The page you linked doesn't discuss dreams much, just processing of information. It seems a lot of it dealt with the "backs" of our memories burning cycles on processing and storing data while we're still perceiving it; while we're awake. Is that the same thing that happens during sleep?

And if so, does the book discuss why dream images and environments are formed?
posted by cCranium at 8:40 PM on October 14, 2000


cCrainium, not much time is spent in that book on dreams in particular — they are just brought up in the beginning to introduce a few points — but you can learn a lot from reading the rest of the book and applying it to dreams.

Consciousness Explained was at least the most important popular work on the philosophy of mind in the last 20 years (and it spawned plenty of controversy, especially the zombie stuff). Even though I've grown skeptical on a few points, it is an excellent book and better than anything else I could recommend on these topics.
posted by sylloge at 3:05 AM on October 15, 2000


About a decade ago, I used to teach kindergarten. Sometimes, we would go on field trips, which would be very stressful occasions for me. I had to constantly look around to make sure none of the 25 kids in my charge was missing or in trouble. I couldn't stop doing this for a moment, and sometimes this went on for four or five hours straight.

After days like this, I would dream this activity all night. These dreams were very different from my regular dreams, which always told stories. But the kindergarten dreams had NO stories--just "Where's Jason? Where's Amy? Where's Peter?" over and over, all night long. Sometimes I would wake up, frantic that some kid was missing, then I would fall back into it again, "Where's Jenny? Where's Alex?..." And in the morning, I wouldn't feel rested (as I would after a normal dream, even a scary one). I would feel as if I had been working hard all night.

I also had these dreams when I waited tables, after a really busy shift. All night long, "table 5 needs water, table 12 is leaving, table 2 wants their check..."

And I've also had these dreams after hours of intensive, frustrating debugging sessions. (I remember when I was learning LISP, I used to dream about parenthesis inside parenthesis inside parentheses, world without end...)

And, yes, I've had the Tetris dreams too.

This may not be true for everyone, but for me, the common prompt for all these dreams is long periods of engaging in repetitive, stressful activity.
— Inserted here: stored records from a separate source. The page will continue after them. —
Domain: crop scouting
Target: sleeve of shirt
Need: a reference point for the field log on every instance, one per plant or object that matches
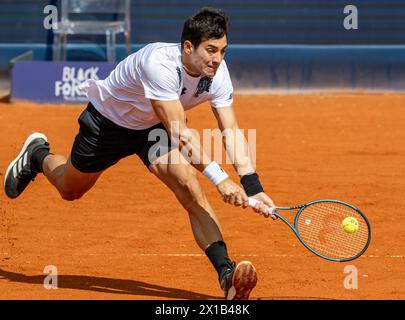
(222, 95)
(160, 80)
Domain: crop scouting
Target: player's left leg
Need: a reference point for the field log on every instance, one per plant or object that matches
(237, 281)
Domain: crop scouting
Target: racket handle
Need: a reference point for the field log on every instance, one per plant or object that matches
(253, 202)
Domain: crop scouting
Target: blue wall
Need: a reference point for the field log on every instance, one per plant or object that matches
(252, 22)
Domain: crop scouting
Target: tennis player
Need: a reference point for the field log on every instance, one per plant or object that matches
(145, 95)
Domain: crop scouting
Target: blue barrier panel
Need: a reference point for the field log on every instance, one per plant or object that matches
(56, 82)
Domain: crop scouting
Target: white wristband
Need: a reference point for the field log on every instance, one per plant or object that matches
(215, 173)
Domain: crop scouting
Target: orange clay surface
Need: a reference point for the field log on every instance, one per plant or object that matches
(129, 238)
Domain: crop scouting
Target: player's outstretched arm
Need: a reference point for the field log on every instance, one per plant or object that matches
(239, 152)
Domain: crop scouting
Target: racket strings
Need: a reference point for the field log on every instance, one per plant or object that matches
(320, 226)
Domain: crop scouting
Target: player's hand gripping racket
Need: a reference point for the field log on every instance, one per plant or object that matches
(321, 228)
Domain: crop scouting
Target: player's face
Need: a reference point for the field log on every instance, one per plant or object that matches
(206, 58)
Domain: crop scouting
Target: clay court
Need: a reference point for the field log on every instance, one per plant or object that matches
(129, 238)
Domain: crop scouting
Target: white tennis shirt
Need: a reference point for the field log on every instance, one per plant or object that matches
(154, 72)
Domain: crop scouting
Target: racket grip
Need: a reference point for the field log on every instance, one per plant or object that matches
(253, 202)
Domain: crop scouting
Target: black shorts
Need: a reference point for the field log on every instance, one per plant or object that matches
(101, 143)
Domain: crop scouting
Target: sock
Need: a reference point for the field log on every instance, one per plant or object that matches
(218, 256)
(38, 157)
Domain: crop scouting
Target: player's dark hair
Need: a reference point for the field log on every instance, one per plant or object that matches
(208, 23)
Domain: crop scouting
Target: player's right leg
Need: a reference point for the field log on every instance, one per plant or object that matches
(98, 145)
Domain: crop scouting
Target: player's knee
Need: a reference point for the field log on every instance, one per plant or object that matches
(189, 191)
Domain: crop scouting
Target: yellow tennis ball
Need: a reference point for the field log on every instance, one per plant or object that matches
(350, 225)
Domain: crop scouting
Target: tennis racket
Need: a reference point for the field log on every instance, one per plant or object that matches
(318, 225)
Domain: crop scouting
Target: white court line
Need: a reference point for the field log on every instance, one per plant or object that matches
(236, 255)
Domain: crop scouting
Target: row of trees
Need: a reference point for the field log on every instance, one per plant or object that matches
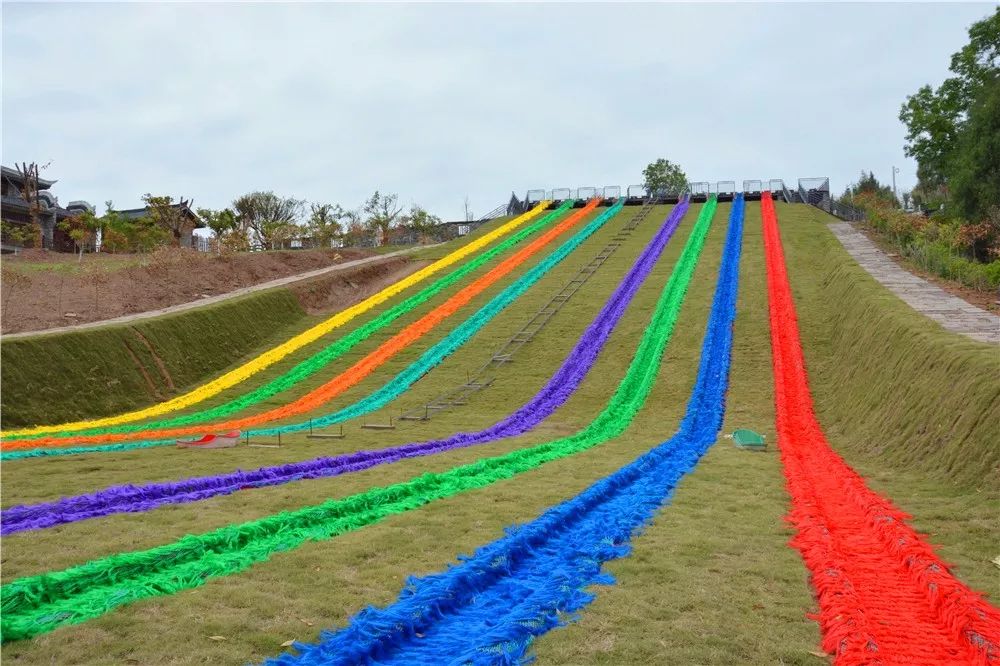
(268, 220)
(164, 224)
(254, 220)
(954, 131)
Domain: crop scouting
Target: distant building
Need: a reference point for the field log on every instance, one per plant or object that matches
(15, 211)
(192, 219)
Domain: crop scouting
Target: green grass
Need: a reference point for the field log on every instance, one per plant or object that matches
(53, 378)
(711, 581)
(99, 371)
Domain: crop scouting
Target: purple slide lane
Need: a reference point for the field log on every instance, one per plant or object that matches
(562, 384)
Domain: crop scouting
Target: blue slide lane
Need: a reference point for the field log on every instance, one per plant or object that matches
(488, 608)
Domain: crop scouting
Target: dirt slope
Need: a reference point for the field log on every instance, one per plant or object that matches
(42, 291)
Assuming dreams serves some sort of purpose (which, of course, they may not), I wouldn't be surprised if these dreams serve a totally different purpose than regular dreams. In fact, calling both types of phenomenon "dreams" seems like a mistake (although I don’t have another word). They are very different animals.
posted by grumblebee at 6:00 AM on October 15, 2000


tetris. why wait till you go to sleep?

another great topic ruined by filler. sorry.